Ketika otak (kognisi) dan hati (afeksi) bertemu, lahirlah apa yang disebut sebagai kebijaksanaan (wisdom). Inilah yang selama ini hilang dari sistem pendidikan kita yang terlalu mekanistik. Kita terlalu sibuk dengan statistik kelulusan, namun lupa apakah lulusan kita memiliki empati untuk menolong tetangga yang kesusahan.
Tantangan Guru sebagai Murabbi Modern
Tentu saja, rancangan masa depan ini menuntut syarat berat: transformasi guru. Guru di masa depan tidak bisa lagi sekadar menjadi “tukang ajar”. Ia harus naik kelas menjadi seorang Murabbi pengasuh jiwa sekaligus fasilitator intelektual.
Pendidik harus lebih dulu mempraktikkan Deep Learning pada dirinya sendiri. Apakah kita masih terus belajar? Ataukah kita berhenti membaca buku sejak mendapatkan sertifikasi? Begitu juga dengan cinta. Seorang guru tidak bisa memberikan cinta jika jiwanya kering. Kesejahteraan lahir dan batin guru harus menjadi prioritas pemerintah di tahun tahun mendatang agar “energi cinta” ini tetap menyala di ruang kelas.
Negara harus hadir untuk memastikan bahwa sinkronisasi antara Kemendikdasmen dan Kemenag bukan sekadar kerja sama di atas kertas, tapi harmoni di tingkat akar rumput. Jangan ada lagi dikotomi antara “sekolah umum” yang mengejar sains dan “madrasah” yang mengejar agama. Keduanya harus menyatu: sains yang berketuhanan, dan agama yang memajukan peradaban.
Merancang Masa Depan; Sebuah Manifesto 2026
Memasuki tahun 2026, kita harus membawa resolusi kolektif. Pendidikan tidak boleh lagi menjadi beban bagi anak anak kita. Kita ingin mereka berangkat ke sekolah dengan mata yang berbinar karena rasa ingin tahu (kedalaman), dan pulang ke rumah dengan hati yang tenang karena merasa berharga (cinta).
Masa depan Indonesia Emas 2045 tidak akan tercapai hanya dengan membangun infrastruktur megah atau digitalisasi massal. Fondasi utamanya tetaplah manusia. Manusia yang mampu berpikir kritis, menganalisis secara mendalam, namun tetap memiliki kelembutan hati untuk merawat kebhinekaan dan kemanusiaan.

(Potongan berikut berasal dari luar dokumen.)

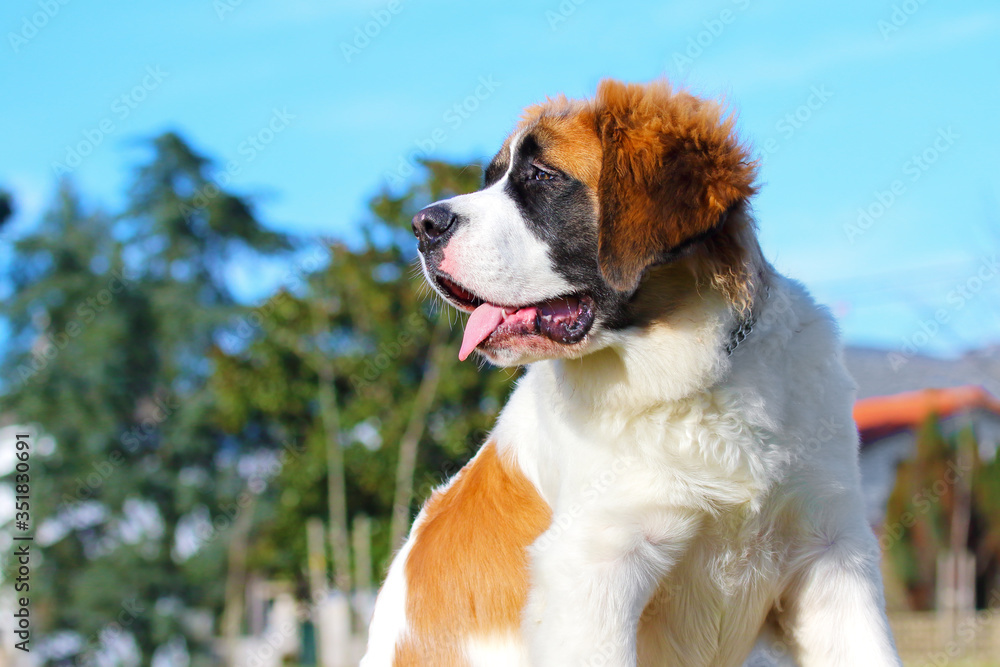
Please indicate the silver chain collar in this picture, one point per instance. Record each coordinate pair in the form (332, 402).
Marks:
(745, 328)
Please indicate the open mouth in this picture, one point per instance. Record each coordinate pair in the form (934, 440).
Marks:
(564, 319)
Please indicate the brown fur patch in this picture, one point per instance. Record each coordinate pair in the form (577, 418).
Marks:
(467, 570)
(671, 169)
(567, 134)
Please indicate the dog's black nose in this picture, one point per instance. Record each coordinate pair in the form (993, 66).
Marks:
(431, 223)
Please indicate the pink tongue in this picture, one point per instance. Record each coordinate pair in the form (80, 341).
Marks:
(483, 321)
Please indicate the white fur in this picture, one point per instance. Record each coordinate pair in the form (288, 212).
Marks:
(707, 494)
(694, 495)
(500, 259)
(388, 623)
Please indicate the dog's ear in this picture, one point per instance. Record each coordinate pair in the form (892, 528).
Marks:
(671, 168)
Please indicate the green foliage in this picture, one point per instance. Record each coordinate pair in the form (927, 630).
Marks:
(113, 320)
(166, 399)
(376, 321)
(922, 511)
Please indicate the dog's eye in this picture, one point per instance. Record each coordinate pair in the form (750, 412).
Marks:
(539, 174)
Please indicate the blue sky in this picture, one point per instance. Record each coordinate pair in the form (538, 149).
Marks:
(882, 107)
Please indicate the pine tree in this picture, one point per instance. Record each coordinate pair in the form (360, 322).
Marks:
(113, 320)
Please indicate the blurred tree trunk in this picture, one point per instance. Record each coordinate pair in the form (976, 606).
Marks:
(415, 430)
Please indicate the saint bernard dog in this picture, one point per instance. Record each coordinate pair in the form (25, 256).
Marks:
(675, 476)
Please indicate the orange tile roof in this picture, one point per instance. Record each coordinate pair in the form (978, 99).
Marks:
(879, 416)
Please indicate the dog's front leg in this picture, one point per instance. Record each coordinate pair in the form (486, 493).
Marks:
(835, 613)
(591, 577)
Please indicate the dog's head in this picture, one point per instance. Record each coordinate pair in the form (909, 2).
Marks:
(583, 198)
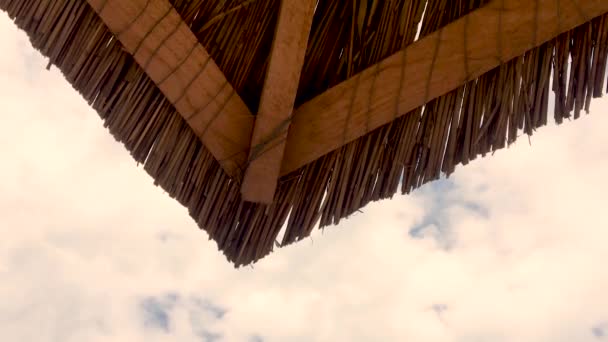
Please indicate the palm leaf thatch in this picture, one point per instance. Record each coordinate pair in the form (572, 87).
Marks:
(388, 95)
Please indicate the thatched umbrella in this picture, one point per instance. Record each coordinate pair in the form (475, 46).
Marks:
(260, 114)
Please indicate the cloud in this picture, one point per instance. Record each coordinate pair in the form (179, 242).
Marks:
(92, 251)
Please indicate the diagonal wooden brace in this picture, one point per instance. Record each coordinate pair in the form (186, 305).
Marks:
(164, 46)
(278, 97)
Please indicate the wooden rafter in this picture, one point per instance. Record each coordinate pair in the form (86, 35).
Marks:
(427, 69)
(171, 55)
(277, 101)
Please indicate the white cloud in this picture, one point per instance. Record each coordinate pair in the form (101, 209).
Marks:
(512, 248)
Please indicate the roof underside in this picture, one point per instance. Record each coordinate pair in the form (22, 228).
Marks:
(360, 131)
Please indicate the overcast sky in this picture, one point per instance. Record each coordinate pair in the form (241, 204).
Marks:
(511, 248)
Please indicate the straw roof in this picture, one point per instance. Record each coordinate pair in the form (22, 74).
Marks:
(259, 115)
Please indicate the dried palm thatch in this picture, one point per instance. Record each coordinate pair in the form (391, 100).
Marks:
(388, 95)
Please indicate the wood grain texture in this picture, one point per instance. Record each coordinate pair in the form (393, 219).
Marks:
(427, 69)
(167, 50)
(276, 104)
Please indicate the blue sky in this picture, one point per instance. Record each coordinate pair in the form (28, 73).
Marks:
(511, 248)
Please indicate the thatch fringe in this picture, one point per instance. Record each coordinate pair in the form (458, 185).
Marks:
(482, 116)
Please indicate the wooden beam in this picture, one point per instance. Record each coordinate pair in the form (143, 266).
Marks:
(427, 69)
(170, 54)
(277, 101)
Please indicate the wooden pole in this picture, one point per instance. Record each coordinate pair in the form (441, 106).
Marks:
(427, 69)
(278, 97)
(170, 54)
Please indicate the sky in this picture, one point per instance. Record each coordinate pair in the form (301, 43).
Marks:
(510, 248)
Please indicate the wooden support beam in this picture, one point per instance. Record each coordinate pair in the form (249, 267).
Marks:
(277, 101)
(171, 55)
(427, 69)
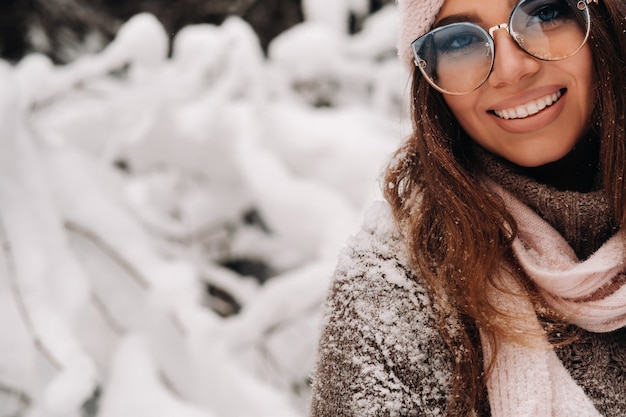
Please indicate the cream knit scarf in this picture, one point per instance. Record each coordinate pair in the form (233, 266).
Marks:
(532, 381)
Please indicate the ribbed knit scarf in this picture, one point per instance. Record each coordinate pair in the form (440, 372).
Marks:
(531, 380)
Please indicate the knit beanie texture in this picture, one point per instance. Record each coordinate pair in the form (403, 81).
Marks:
(416, 18)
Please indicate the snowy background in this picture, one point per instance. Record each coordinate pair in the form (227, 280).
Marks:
(169, 222)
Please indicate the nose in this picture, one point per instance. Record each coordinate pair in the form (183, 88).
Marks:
(511, 64)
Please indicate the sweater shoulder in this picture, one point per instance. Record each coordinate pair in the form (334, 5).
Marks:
(380, 352)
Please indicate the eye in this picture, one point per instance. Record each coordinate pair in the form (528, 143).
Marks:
(549, 13)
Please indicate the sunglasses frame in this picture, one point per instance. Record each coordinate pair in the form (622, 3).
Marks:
(488, 33)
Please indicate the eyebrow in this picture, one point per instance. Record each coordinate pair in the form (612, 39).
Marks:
(467, 17)
(456, 18)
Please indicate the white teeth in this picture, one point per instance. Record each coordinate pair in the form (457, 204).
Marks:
(529, 109)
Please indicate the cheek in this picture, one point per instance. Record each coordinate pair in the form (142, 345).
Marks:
(464, 109)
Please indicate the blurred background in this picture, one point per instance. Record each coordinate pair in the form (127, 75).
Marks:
(177, 180)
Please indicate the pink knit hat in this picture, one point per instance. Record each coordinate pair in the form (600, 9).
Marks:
(416, 18)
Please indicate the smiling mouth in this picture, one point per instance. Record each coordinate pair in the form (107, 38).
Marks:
(529, 109)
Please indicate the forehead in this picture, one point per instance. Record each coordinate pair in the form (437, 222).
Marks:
(476, 11)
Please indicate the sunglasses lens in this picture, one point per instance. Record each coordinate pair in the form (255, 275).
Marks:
(455, 58)
(550, 29)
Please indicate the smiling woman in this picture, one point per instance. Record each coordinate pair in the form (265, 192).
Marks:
(491, 281)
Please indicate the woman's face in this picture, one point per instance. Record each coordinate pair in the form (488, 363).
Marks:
(521, 82)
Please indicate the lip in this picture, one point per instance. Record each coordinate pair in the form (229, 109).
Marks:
(533, 122)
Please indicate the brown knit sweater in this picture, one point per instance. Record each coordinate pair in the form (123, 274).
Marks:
(381, 353)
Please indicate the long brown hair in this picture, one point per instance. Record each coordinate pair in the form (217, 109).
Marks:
(458, 233)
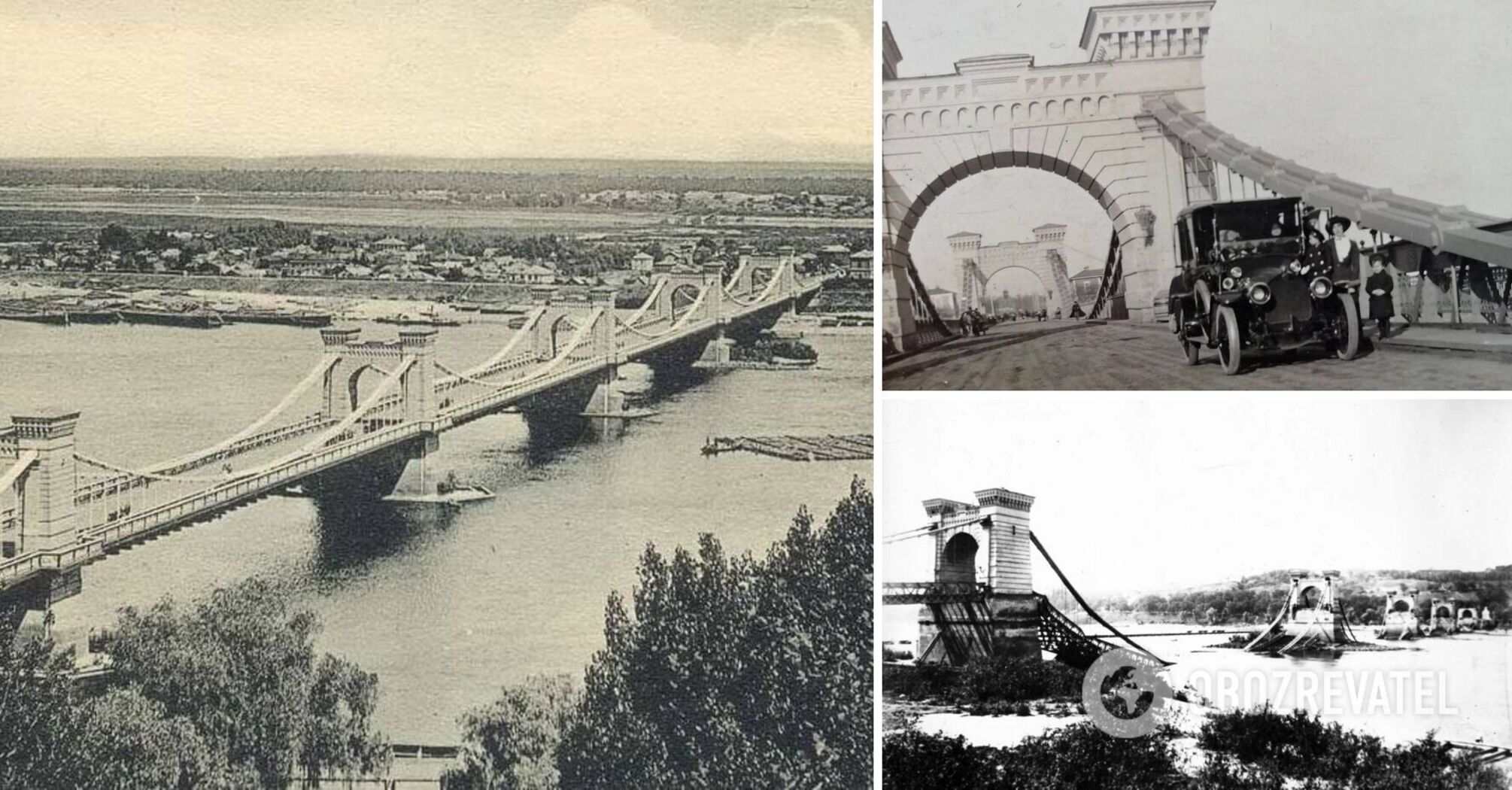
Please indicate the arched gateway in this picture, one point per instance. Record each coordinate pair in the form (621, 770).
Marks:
(1083, 121)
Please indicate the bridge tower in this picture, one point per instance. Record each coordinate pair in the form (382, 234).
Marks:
(1085, 121)
(336, 403)
(607, 403)
(417, 383)
(718, 350)
(44, 491)
(985, 545)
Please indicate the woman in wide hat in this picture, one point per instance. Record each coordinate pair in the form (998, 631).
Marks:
(1340, 253)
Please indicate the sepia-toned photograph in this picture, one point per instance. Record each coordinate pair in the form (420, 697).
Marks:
(1116, 601)
(456, 396)
(1195, 194)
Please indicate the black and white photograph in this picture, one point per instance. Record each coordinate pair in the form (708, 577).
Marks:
(1316, 595)
(436, 396)
(1196, 194)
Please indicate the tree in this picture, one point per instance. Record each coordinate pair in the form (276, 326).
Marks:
(733, 673)
(338, 725)
(241, 667)
(127, 740)
(38, 731)
(512, 743)
(114, 236)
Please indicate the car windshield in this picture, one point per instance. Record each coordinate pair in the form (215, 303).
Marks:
(1257, 223)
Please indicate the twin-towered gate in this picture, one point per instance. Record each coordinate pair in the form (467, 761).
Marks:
(1128, 126)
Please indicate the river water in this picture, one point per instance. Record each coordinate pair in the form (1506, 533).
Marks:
(1458, 686)
(443, 607)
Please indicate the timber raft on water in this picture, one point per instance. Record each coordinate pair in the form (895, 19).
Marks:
(805, 448)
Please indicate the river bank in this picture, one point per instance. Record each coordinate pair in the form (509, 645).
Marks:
(278, 287)
(445, 607)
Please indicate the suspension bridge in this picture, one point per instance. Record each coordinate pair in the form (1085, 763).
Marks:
(1130, 127)
(982, 601)
(62, 507)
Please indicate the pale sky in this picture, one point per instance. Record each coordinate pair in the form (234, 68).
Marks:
(1389, 93)
(1152, 495)
(651, 79)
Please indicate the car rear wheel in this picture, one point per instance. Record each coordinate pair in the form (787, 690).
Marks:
(1189, 347)
(1230, 351)
(1347, 327)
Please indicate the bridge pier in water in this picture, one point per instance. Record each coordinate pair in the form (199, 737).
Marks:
(38, 504)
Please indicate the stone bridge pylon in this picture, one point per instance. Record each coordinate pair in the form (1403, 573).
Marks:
(1042, 257)
(1085, 121)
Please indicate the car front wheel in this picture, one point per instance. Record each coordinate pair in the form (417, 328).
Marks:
(1230, 351)
(1346, 344)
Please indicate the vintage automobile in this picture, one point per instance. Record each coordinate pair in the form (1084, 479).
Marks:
(1249, 282)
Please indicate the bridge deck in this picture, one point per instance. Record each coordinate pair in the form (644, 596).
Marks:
(365, 436)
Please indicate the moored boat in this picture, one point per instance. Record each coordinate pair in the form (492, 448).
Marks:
(445, 495)
(172, 318)
(404, 320)
(93, 315)
(301, 318)
(37, 317)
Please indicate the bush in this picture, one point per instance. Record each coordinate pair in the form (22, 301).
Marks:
(1076, 757)
(921, 682)
(1299, 745)
(917, 760)
(1016, 680)
(735, 673)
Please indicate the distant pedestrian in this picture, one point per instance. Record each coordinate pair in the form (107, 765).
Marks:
(1380, 288)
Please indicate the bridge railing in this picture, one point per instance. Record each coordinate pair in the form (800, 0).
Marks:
(932, 592)
(1429, 224)
(97, 539)
(251, 486)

Sebagai penutup perenungan di pengujung 2025 ini, mari kita sepakati satu hal: tugas kita bukan menyiapkan anak anak untuk masa depan yang kita bayangkan, tapi membekali mereka dengan “kedalaman nalar” dan “kekuatan cinta” agar mereka mampu menciptakan masa depan mereka sendiri.
Selamat tinggal 2025, tahun yang penuh pelajaran. Selamat datang 2026, tahun di mana kita menanam lebih dalam dan mencintai lebih tulus di setiap ruang kelas di seluruh pelosok negeri. Karena pada akhirnya, pendidikan yang sejati adalah pendidikan yang mampu memanusiakan manusia. (Ndy)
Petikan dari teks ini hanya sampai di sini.